Culture and Politics vs. Excellence

Thursday, March 03, 2016

Former NFL Quarterback Kurt Warner writes of a few current out-of-favor counterparts that past coaches have let them down:

As we can see when we look at [Colin] Kaepernick and [Robert Griffin III], they never had to worry about not being the best athlete on the field. Where many of us lose that tag in high school or college, these guys have been able to sustain it all the way to the NFL.

Sounds like an incredible blessing, and of course to some degree it is, but it has delayed their overall growth and remains the main reason they are continually struggling at the NFL level.

Many of these guys have never been taught how to play the position the way it has to be played against the best athletes in the world. They have always been taught the basics, but then been encouraged when things didn't look right to "Do what you do."

But it has finally caught up to them, just as it did the rest of us.
My first impulse is to blame this short-sighted "coaching" on the insidious influence of the philosophy of Pragmatism, and this is correct, but...

I have to admit that in the current, largely state-controlled system of athletic development, which is grafted onto our educational system, there is no inherent long-range incentive for a coach at a lower level to think beyond the next few seasons. In that context, "Do what you do," makes some sense, and drills like the one Warner extolls are arguably a waste of time. Only a more capitalistic system, such as the academy system used by some professional soccer clubs or perhaps a farm club system, as in baseball, would better lend itself to coaches having a vested interest in player development. This would be no guarantee -- some coaches would still see winning games in the short term as what "works" -- but it is clear from this mundane example that bad culture and improper government can and do affect every aspect of our lives. In this case, most of us merely lose out on some entertainment, but a few very talented athletes out there are really getting shafted.

-- CAV

2 comments:

Anonymous said...

Hey Gus:

This was an interesting post. Kurt Warner was a favorite QB of mine. But I have been interested in the steady decline of many prominent QB in the NFL. I noticed the overall lack of skills. As Warner states athleticism only goes so far. Here in Chicago, we are dealing with one of the laziest, poorly performing QB, who was given a massive long term contract he did not deserve. And the Bears have had the worse five seasons ever.
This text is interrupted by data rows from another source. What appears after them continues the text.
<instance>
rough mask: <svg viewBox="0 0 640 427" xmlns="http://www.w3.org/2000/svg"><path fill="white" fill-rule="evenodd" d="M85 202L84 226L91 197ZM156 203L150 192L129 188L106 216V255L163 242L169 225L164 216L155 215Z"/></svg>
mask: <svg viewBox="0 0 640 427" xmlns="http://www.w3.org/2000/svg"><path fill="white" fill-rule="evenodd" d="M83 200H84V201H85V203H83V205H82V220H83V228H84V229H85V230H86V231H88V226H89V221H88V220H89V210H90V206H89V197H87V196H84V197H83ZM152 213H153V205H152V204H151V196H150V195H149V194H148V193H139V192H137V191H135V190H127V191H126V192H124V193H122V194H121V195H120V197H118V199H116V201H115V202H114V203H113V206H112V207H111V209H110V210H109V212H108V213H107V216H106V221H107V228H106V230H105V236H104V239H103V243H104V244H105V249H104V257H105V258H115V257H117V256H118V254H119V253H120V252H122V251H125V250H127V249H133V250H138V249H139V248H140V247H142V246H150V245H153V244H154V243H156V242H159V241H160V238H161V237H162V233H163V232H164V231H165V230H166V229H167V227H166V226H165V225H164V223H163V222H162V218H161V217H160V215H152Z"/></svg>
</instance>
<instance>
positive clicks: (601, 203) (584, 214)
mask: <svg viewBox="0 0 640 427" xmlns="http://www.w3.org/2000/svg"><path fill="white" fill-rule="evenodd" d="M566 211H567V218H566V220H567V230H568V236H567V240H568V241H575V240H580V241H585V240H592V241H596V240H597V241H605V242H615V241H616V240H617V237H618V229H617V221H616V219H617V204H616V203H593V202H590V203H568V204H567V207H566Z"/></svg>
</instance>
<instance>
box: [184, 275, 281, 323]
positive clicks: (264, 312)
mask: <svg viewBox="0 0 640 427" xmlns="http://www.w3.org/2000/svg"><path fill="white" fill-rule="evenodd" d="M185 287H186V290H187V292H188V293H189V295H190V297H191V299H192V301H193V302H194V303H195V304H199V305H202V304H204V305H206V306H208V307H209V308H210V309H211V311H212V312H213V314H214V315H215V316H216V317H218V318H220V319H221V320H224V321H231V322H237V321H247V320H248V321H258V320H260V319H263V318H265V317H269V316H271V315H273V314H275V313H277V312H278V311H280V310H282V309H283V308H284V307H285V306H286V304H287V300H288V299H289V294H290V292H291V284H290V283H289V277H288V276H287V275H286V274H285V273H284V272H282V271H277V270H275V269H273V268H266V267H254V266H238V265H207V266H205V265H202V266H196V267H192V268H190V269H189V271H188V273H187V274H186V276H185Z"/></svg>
I think the real culprit is the NCAA. I actually gave a Toastmasters speech on the NCAA. The organization is a complete sham. It was started by President T. Roosevelt as a quasi group, who wanted to save the reputation of football. There were so many deaths and catastrophic injuries, the American public was turning against it. It evolved in its current form with this notion of the "student-athlete" because colleges did not want to pay workers compensation from the injuries the "student-athletes" sustained. That was it. So there's the legal gymnastics that the NCAA uses to justify this nonsense. I believe sports should not be connected to higher education. As you point out there should be some kind of farm league, with their own teams where talent is properly cultivated.

Bookish Babe

Gus Van Horn said...

BB,

Thanks for writing in: I did not know -- although the information fails to surprise me -- why the NCAA was founded.